The road transportation network is one of the leading causes of injury and death in the world. Compared to aviation or rail, road transportation is significantly more dangerous due to its continued reliance on human drivers and the frequent occurrence of unsafe, complex traffic scenarios. Over the last decade, there has been a significant push to introduce vehicle automation into road transportation to address these challenges. By replacing the human driver, vehicle automation has the potential to  revolutionize both the safety and efficiency of the road transportation network. However, in the most recent years, we have seen slower progress in this transformation. We attribute this slow down to the continued struggle for vehicle automation to handle a long tail of unexpected traffic issues, often stemming from occlusions, sensor uncertainty, or even system faults. One approach for addressing unexpected traffic issues is the integration of remote human operators who monitor, assist, and, when needed, control the vehicles. Although a key goal of vehicle automation has been to take humans out-of-the-loop, these remote human operators form a layer of resiliency that help fill in automation gaps and mitigate failures throughout a vehicle's operation. However, by integrating remote human operators, we risk introducing new human errors into the road transportation network.

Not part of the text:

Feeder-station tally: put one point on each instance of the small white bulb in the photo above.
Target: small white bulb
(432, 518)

In this thesis, we seek to address this challenge by designing a new control framework that explicitly and safely integrates remote human operators into the engineering and automation of connected vehicles. Our core design approach is to closely inspect the roles that remote human operators play when supervising connected vehicles and adapt traditional control principles to these roles. For this adaptation, we detail a new methodology that combines formal methods and reachability analysis to enable online verification. We show that we can verify an operator-designed specification by constructing a computational structure called temporal logic trees using either hybrid zonotope-based or Hamilton-Jacobi reachability analysis. Through their modularity, temporal logic trees ensure that when a connected vehicle's specification is changed, the verification result can be updated in real-time. Moreover, we show that when the temporal logic trees are constructed using Hamilton-Jacobi reachability analysis, we are able to efficiently synthesize specification-compliant control sets that contain the control inputs a vehicle can implement to ensure it satisfies its requirements. Using the synthesized control sets, we design a shared autonomy system that allows a remote operator to safely control a connected vehicle in cases where automation is insufficient. By leveraging this methodology, we develop a framework that allows a remote human operator to change a connected vehicle's driving specification, automate the vehicle to complete the updated specification, and even intervene on the vehicle's operation, all with guarantees that the vehicle will comply with the specification. We validate both the technological feasibility and benefits of the developed framework on a small-scale connected vehicle testbed enabled with a 5G cellular network.